# Synthetic Regression Data



In [1]:
%matplotlib inline
import random
import torch
from d2l import torch as d2l

$$\mathbf{y}= \mathbf{X} \mathbf{w} + b + \mathbf\epsilon$$

In [3]:
class SyntheticRegressionData(d2l.DataModule):  
    def __init__(self, w, b, noise=0.01, num_examples=1000,
                 batch_size=8):
        super().__init__()
        self.save_hyperparameters()
        self.X = torch.randn(num_examples, len(w))
        noise = torch.randn(num_examples, 1) * noise
        self.y = torch.matmul(self.X, w.reshape((-1, 1))) + b + noise

data = SyntheticRegressionData(w=torch.tensor([2, -3.4]), b=4.2)

Each row in `features` consists of a vector in $\mathbb{R}^2$ and each row in `labels` is a scalar

In [4]:
print('features:', data.X[0],'\nlabel:', data.y[0])

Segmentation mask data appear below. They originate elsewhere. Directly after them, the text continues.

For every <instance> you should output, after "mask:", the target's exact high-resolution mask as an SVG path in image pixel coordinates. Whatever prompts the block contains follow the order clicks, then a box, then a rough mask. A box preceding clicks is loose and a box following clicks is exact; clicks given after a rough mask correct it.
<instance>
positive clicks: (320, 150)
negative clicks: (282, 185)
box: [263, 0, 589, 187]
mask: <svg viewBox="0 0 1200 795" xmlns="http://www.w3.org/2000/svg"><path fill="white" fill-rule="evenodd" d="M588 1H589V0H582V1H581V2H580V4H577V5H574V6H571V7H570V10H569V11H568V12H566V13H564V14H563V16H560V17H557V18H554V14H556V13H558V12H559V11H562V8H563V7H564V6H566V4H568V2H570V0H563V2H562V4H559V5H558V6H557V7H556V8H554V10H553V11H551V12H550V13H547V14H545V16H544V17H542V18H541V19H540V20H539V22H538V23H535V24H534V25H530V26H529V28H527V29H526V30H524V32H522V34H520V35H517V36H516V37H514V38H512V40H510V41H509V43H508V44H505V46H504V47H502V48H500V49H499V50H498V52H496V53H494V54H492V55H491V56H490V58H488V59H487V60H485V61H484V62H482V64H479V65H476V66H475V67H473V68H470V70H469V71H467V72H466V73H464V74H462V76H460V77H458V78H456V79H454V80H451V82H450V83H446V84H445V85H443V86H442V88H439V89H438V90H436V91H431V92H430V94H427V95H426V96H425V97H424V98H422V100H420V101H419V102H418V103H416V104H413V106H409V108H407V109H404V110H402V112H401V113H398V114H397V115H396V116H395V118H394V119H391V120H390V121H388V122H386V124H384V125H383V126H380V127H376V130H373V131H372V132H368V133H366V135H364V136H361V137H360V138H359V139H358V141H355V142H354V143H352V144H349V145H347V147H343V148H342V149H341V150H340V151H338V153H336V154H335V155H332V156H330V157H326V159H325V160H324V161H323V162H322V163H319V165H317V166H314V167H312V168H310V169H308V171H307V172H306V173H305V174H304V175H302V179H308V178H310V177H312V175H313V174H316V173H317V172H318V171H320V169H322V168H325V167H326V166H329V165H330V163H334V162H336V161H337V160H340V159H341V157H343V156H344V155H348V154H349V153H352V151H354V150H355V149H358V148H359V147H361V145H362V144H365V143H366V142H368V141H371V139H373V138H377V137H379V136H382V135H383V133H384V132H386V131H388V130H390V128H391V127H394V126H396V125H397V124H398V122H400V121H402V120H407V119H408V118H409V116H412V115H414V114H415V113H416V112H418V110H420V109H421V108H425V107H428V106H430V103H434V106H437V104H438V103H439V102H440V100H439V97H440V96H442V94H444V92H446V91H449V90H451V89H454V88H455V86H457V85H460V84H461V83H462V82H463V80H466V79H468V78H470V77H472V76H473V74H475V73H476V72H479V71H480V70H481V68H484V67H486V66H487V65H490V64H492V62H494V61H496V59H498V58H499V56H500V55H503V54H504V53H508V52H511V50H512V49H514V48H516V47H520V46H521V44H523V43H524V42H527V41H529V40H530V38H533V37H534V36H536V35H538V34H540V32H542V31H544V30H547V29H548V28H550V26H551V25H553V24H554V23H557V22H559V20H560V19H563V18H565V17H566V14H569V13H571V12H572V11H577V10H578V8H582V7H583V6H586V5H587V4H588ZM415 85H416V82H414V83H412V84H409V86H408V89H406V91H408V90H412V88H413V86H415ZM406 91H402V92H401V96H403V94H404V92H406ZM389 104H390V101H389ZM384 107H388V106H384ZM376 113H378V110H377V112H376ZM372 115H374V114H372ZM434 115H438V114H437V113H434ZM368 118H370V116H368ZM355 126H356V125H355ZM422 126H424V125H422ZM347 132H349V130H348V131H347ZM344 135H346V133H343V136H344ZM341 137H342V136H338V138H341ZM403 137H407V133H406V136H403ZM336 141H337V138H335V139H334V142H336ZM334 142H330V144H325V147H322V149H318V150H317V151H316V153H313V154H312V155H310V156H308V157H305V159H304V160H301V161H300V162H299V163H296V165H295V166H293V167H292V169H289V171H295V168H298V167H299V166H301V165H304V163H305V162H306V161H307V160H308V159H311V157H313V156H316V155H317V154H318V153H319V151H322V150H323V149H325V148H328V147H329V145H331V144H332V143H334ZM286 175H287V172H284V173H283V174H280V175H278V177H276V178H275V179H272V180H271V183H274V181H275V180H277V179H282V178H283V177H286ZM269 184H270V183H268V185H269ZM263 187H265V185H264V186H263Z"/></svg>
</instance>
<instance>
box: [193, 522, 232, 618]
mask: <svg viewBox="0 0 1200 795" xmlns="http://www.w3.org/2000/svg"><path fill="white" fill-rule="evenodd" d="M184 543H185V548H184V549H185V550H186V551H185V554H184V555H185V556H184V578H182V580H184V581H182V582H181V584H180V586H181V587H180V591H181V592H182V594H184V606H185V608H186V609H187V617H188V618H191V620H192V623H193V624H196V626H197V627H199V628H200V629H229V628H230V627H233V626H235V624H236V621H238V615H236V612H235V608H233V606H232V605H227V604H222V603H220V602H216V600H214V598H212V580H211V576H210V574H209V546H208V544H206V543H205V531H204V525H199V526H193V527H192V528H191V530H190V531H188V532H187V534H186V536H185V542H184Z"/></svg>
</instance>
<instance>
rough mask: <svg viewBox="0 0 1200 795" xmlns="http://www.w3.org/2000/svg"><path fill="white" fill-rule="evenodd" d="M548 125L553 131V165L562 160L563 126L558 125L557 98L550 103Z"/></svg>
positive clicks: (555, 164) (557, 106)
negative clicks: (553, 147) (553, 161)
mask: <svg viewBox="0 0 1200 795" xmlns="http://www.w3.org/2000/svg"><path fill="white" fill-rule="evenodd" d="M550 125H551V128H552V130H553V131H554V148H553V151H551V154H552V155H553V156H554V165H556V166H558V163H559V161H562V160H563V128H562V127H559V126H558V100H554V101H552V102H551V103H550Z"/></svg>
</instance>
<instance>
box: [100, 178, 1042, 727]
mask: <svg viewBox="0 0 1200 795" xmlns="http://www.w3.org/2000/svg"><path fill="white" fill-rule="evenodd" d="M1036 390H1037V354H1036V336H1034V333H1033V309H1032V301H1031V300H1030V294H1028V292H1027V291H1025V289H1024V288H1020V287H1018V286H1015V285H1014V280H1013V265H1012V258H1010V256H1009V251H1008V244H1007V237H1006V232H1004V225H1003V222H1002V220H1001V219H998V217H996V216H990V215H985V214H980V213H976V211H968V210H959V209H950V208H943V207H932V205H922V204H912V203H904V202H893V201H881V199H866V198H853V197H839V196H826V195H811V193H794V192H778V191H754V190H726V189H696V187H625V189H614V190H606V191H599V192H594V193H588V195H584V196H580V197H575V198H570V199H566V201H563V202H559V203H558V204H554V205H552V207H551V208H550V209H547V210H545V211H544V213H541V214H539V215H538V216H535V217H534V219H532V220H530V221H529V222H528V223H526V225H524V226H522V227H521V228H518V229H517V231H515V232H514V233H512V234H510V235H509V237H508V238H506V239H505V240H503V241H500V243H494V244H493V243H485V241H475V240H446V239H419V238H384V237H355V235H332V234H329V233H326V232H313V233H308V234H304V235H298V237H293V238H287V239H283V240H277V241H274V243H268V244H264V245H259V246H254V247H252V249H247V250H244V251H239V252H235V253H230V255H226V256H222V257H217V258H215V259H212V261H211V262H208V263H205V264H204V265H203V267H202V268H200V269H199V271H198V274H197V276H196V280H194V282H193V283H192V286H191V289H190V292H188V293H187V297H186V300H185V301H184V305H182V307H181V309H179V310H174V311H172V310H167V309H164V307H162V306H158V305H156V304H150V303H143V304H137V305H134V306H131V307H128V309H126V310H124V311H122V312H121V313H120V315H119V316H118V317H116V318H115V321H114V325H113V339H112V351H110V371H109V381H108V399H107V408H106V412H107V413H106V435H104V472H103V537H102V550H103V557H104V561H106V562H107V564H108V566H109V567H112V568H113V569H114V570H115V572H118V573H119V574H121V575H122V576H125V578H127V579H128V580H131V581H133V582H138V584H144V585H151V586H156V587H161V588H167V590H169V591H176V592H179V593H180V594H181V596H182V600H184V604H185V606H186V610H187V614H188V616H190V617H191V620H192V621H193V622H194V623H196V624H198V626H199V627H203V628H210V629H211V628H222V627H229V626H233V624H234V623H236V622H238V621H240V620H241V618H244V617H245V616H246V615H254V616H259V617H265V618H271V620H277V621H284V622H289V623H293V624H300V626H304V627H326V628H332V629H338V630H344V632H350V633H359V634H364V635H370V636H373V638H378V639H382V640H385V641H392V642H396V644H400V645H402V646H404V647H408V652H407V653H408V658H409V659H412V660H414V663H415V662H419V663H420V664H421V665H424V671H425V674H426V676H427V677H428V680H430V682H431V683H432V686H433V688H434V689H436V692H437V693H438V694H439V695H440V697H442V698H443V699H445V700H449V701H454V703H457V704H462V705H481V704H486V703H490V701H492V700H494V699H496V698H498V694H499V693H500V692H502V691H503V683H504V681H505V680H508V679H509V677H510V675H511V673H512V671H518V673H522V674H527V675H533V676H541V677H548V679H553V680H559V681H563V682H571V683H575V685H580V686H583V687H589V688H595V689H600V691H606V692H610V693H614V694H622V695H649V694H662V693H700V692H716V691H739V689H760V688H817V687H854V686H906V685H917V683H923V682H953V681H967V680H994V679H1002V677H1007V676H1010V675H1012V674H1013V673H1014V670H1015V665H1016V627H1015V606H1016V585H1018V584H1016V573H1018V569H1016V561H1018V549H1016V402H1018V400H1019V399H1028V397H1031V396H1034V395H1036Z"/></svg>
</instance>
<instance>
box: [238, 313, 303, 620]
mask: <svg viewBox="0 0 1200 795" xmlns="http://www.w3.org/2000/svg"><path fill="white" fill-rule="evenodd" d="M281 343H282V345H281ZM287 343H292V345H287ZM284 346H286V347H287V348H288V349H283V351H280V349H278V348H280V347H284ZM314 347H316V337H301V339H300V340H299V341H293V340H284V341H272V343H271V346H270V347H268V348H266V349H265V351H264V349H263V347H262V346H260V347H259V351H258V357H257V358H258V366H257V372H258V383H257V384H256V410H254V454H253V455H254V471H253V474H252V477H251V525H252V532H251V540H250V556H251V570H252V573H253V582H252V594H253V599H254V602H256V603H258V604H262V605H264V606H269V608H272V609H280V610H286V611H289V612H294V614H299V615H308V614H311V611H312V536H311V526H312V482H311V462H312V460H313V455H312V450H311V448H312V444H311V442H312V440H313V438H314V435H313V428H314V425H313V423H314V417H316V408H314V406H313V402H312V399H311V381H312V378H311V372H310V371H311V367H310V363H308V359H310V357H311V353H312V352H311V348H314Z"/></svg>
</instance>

features: tensor([-0.6172,  0.9769]) 
label: tensor([-0.3432])


Define the `train_dataloader` function
takes a batch size, a matrix of features,
and a vector of labels, yielding minibatches of size `batch_size`

In [6]:
@d2l.add_to_class(SyntheticRegressionData)
def train_dataloader(self):
    indices = list(range(self.num_examples))
    random.shuffle(indices)
    for i in range(0, self.num_examples, self.batch_size):
        batch_indices = torch.tensor(
            indices[i: min(i + self.batch_size, self.num_examples)])
        yield self.X[batch_indices], self.y[batch_indices]

X, y = next(iter(data.train_dataloader()))
print('X shape:', X.shape, '\ny shape:', y.shape)

X shape: torch.Size([8, 2]) 
y shape: torch.Size([8, 1])


Call the existing API in a framework to load data

In [8]:
def tensorloader(tensors, batch_size, shuffle):  
    dataset = torch.utils.data.TensorDataset(*tensors)
    return torch.utils.data.DataLoader(dataset, batch_size, shuffle=shuffle)
@d2l.add_to_class(SyntheticRegressionData)  
def train_dataloader(self):
    return tensorloader((self.X, self.y), self.batch_size, shuffle=True)

next(iter(data.train_dataloader()))

[tensor([[-1.1457,  0.8551],
         [-1.8158, -0.6051],
         [-0.2431, -0.2181],
         [ 0.0175,  0.4087],
         [-0.1382,  1.1670],
         [ 0.0506,  0.7525],
         [-0.4986, -0.0107],
         [ 0.7206, -0.4952]]),
 tensor([[-0.9905],
         [ 2.6317],
         [ 4.4656],
         [ 2.8253],
         [-0.0310],
         [ 1.7274],
         [ 3.2372],
         [ 7.3350]])]

In [9]:
len(data.train_dataloader())

125